The view covers an area about 2 inches (5 centimeters) wide. Opportunity’s inspection found Gasconade to be a wind-etched outcrop with angular bits of darker rock within a lighter matrix, which may have been formed from fallout of the impact event that excavated the crater.
This location of Spirit Mound, shown at PIA20854, is the deeper on the western rim of Endeavour Crater than any site visited previously by Opportunity.
NASA’s Curiosity Mars rover is studying its surroundings and monitoring the environment, rather than driving or using its arm for science, while the rover team diagnoses an issue with a motor that moves the rover’s drill.
Curiosity is at a site on lower Mount Sharp selected for what would be the mission’s seventh sample-collection drilling of 2016. The rover team learned Dec. 1 that Curiosity did not complete the commands for drilling. The rover detected a fault in an early step in which the “drill feed” mechanism did not extend the drill to touch the rock target with the bit.
“We are in the process of defining a set of diagnostic tests to carefully assess the drill feed mechanism. We are using our test rover here on Earth to try out these tests before we run them on Mars,” Curiosity Deputy Project Manager Steven Lee, at NASA’s Jet Propulsion Laboratory in Pasadena, California, said Monday. “To be cautious, until we run the tests on Curiosity, we want to restrict any dynamic changes that could affect the diagnosis. That means not moving the arm and not driving, which could shake it.”

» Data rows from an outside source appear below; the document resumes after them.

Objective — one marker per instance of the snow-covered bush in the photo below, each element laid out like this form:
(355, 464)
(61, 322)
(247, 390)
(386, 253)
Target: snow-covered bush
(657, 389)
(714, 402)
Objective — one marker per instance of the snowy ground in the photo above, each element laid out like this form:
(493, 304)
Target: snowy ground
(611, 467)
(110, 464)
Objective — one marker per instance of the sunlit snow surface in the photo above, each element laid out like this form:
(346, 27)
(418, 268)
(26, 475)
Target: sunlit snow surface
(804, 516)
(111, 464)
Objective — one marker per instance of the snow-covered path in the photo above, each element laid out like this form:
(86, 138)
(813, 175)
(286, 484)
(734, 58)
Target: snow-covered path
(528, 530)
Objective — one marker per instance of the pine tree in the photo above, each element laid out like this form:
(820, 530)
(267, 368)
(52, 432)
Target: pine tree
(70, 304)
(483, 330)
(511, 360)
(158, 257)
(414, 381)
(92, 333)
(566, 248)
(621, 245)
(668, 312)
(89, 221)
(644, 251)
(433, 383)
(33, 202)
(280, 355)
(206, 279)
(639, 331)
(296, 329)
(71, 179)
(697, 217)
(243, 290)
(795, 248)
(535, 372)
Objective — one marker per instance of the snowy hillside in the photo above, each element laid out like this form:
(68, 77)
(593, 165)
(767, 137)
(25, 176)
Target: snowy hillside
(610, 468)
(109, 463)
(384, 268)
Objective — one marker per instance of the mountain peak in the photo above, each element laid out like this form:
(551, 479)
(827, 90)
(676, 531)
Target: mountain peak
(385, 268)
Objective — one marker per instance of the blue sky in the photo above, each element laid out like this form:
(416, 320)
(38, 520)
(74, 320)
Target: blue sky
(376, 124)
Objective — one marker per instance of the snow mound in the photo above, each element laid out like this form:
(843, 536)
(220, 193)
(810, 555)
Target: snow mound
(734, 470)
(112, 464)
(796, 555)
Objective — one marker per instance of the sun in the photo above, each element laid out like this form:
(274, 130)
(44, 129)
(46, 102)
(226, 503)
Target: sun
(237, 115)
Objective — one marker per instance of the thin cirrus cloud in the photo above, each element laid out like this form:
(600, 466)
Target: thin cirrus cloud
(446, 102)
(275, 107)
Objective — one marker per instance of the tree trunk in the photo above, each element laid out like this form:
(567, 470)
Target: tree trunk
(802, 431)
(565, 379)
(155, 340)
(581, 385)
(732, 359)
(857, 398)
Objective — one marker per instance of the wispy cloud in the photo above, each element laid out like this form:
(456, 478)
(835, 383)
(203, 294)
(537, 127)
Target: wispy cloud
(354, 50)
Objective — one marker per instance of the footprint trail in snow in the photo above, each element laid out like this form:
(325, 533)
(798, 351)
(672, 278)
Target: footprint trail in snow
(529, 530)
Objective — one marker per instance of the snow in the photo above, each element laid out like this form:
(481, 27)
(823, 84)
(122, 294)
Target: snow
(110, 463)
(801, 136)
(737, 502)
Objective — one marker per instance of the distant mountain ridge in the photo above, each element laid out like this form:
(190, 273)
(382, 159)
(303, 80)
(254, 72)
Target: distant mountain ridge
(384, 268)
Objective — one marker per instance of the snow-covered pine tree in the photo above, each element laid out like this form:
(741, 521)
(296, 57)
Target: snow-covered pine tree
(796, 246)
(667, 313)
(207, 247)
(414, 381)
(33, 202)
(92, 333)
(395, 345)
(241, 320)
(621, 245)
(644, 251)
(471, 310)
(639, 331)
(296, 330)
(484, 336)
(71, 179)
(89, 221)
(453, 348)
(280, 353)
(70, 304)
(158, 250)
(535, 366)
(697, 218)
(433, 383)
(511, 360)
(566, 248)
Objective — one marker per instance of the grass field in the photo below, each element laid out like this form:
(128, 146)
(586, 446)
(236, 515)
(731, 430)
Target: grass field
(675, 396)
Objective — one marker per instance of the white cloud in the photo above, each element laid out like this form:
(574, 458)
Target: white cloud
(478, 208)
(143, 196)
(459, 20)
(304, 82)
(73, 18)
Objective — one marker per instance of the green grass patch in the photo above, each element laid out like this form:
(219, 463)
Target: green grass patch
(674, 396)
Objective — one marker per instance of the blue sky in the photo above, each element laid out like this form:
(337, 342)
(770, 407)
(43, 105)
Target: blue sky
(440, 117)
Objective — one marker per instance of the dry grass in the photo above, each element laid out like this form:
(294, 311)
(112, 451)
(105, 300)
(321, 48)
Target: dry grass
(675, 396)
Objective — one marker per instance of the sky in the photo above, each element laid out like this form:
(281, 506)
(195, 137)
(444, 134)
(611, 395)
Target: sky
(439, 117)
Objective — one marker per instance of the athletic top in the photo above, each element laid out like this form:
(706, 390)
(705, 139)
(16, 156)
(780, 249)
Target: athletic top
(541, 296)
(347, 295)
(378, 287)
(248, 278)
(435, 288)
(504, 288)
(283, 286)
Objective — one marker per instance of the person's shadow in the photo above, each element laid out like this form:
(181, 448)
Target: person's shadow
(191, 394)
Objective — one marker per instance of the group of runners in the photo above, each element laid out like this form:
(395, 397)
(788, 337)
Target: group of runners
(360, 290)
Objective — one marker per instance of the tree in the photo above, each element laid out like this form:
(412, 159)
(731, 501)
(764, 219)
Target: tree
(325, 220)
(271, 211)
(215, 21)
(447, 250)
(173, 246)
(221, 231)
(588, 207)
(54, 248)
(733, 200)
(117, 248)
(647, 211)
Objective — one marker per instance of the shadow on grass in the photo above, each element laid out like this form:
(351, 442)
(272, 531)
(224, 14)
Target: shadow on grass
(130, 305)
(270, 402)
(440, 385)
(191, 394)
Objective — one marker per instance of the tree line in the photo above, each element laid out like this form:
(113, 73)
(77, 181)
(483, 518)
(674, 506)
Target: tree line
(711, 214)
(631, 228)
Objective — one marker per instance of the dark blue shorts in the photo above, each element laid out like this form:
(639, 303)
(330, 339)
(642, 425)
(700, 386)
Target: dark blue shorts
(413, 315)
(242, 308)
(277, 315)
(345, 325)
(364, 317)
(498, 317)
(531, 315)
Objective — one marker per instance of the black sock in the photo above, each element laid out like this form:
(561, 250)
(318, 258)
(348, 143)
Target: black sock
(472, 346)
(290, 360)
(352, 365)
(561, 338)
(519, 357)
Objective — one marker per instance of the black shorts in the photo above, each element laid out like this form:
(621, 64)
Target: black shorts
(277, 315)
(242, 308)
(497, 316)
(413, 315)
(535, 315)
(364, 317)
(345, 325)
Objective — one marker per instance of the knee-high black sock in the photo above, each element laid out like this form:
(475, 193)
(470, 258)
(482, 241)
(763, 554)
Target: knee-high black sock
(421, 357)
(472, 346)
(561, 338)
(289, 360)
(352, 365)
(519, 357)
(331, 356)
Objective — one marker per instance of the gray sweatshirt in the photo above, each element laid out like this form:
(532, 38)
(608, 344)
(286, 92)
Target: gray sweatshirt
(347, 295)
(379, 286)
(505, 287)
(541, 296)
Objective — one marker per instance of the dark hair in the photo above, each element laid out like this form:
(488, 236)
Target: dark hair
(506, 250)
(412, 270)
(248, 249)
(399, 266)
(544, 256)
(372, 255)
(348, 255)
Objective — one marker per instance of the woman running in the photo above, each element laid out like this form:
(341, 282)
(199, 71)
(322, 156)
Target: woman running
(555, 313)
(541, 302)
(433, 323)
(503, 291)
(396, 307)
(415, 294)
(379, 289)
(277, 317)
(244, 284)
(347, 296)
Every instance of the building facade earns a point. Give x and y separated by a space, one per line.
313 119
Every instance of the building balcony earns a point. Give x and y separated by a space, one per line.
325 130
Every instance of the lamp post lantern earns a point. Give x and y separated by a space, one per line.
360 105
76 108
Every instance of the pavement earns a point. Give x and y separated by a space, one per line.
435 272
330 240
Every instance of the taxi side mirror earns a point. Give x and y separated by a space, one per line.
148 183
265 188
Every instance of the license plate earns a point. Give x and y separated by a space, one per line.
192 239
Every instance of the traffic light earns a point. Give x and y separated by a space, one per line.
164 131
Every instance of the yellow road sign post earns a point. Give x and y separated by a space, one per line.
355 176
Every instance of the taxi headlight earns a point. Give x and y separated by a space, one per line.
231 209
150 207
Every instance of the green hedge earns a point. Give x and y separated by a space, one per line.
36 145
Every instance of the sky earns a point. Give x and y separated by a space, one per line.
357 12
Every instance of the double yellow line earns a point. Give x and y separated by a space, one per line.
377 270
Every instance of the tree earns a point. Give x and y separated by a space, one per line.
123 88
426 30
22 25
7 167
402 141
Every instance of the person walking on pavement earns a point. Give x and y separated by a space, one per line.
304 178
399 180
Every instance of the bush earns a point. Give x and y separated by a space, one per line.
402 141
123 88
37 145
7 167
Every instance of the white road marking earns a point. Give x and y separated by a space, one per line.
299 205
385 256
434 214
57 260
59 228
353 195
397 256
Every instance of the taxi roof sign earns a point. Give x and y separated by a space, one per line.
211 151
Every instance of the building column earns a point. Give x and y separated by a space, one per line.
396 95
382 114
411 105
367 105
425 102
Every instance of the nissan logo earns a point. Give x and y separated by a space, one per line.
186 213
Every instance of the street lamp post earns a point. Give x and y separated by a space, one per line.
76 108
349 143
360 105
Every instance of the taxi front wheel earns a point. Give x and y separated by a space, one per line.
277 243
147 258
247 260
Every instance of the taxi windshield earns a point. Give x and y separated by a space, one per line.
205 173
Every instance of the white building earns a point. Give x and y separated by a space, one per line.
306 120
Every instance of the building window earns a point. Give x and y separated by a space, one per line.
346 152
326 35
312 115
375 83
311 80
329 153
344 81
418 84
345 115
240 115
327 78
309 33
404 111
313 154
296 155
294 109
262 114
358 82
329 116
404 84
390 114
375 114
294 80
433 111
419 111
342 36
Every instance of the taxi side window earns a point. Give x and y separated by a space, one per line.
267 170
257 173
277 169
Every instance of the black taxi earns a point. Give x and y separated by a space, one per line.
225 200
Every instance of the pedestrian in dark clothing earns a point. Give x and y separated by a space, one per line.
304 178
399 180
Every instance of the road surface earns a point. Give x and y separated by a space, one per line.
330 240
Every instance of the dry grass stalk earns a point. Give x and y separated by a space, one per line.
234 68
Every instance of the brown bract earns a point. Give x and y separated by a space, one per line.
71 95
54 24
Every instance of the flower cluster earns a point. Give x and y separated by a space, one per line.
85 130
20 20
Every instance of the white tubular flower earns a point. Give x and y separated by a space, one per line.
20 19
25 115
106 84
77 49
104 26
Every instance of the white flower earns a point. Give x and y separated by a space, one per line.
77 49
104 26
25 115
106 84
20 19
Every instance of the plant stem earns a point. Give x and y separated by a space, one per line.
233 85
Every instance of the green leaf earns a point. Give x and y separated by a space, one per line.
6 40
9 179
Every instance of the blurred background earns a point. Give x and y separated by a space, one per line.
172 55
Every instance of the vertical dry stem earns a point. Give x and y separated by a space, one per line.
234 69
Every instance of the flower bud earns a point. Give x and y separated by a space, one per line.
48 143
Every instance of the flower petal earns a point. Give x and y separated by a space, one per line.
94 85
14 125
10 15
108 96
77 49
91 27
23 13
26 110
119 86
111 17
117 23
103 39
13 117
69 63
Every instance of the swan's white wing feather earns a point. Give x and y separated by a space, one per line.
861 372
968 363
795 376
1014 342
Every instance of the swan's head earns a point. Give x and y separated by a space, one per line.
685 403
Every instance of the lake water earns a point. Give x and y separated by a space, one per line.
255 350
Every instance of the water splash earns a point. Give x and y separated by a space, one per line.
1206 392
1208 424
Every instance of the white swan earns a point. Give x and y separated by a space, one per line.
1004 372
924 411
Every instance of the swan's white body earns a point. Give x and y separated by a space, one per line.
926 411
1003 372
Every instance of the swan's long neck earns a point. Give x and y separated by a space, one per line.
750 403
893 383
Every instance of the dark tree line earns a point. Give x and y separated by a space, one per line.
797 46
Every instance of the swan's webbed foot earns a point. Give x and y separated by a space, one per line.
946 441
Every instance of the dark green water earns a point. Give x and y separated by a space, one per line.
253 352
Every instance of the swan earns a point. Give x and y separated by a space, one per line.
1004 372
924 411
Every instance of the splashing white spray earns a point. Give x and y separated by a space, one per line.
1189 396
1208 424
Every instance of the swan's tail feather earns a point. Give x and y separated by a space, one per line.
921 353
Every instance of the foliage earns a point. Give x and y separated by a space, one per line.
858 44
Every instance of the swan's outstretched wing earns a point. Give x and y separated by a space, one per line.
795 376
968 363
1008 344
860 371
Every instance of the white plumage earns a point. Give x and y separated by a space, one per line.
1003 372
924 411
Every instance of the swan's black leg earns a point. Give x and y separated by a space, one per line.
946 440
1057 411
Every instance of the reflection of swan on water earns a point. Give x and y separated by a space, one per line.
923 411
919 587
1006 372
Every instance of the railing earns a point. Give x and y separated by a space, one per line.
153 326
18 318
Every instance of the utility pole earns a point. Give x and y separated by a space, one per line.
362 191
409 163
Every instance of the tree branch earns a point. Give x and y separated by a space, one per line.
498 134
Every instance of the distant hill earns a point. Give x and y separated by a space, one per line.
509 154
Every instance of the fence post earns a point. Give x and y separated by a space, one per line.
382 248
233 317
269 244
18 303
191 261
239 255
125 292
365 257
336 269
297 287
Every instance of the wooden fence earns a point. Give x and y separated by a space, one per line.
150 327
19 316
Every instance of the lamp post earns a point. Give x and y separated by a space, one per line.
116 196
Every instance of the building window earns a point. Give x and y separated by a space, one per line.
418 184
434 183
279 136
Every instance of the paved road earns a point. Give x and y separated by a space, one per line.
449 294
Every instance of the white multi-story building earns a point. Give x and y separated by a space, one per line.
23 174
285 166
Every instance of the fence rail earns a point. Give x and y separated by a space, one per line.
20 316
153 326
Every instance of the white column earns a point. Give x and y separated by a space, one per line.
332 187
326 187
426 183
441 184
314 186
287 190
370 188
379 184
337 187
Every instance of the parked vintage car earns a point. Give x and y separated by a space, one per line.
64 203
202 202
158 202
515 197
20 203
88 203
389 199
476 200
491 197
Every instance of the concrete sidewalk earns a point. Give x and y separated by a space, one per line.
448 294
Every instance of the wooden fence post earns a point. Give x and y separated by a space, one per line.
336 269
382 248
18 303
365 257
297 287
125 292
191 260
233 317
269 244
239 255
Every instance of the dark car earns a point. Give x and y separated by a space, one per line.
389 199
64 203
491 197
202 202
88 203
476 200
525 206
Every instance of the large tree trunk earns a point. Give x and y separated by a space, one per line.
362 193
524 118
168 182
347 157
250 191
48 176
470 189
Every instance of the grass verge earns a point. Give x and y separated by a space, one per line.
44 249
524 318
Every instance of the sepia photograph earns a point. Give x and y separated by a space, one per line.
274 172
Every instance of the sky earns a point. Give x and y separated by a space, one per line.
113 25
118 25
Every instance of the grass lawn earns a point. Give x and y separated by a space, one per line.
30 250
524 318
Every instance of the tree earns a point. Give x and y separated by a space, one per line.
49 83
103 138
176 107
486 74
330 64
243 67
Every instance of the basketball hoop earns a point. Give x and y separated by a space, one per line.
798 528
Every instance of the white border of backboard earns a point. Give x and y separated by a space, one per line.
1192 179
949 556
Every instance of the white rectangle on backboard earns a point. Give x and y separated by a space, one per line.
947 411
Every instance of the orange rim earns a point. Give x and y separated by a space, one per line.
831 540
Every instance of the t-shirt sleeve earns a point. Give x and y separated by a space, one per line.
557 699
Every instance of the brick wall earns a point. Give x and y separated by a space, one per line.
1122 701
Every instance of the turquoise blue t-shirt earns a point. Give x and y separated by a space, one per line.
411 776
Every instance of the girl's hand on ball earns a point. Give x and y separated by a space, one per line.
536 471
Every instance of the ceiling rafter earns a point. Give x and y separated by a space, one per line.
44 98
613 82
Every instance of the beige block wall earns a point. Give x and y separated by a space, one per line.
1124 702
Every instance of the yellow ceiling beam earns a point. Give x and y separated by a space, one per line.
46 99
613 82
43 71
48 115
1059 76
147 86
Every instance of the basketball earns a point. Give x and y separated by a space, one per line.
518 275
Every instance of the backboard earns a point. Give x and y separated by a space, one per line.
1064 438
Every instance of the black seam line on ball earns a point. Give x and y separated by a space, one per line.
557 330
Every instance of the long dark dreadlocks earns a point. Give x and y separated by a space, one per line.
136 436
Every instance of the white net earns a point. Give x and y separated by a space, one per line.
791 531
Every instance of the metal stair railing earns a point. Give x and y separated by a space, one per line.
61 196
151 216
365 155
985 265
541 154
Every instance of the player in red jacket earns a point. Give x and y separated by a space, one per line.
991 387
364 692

Two among the set of possible causes being assessed are that a brake on the drill feed mechanism did not disengage fully or that an electronic encoder for the mechanism’s motor did not function as expected. Lee said that workarounds may exist for both of those scenarios, but the first step is to identify why the motor did not operate properly last week.
The drill feed mechanism pushes the front of the drill outward from the turret of tools at the end of Curiosity’s robotic arm. The drill collects powdered rock that is analyzed by laboratory instruments inside the rover. While arm movements and driving are on hold, the rover is using cameras and a spectrometer on its mast, and a suite of environmental monitoring capabilities.
At the rover’s current location, it has driven 9.33 miles (15.01 kilometers) since landing inside Mars’ Gale Crater in August 2012. That includes more than half a mile (more than 840 meters) since departing a cluster of scenic mesas and buttes — called “Murray Buttes” — in September 2016. Curiosity has climbed 541 feet (165 meters) in elevation since landing, including 144 feet (44 meters) since departing Murray Buttes.
The rover is climbing to sequentially higher and younger layers of lower Mount Sharp to investigate how the region’s ancient climate changed, billions of years ago. Clues about environmental conditions are recorded in the rock layers. During its first year on Mars, the mission succeeded at its main goal by finding that the region once offered environmental conditions favorable for microbial life, if Mars has ever hosted life. The conditions in long-lived ancient freshwater Martian lake environments included all of the key chemical elements needed for life as we know it, plus a chemical source of energy that is used by many microbes on Earth.
Curiosity’s drill, as used at all 15 of the rock targets drilled so far, combines hammering action and rotating-bit action to penetrate the targets and collect sample material. The drilling attempt last week was planned as the mission’s first using a non-percussion drilling method that relies only on the drill’s rotary action. Short-circuiting in the percussion mechanism has occurred intermittently and unpredictably several times since first seen in February 2015.
“We still have percussion available, but we would like to be cautious and use it for targets where we really need it, and otherwise use rotary-only where that can give us a sample,” said Curiosity Project Scientist Ashwin Vasavada at JPL.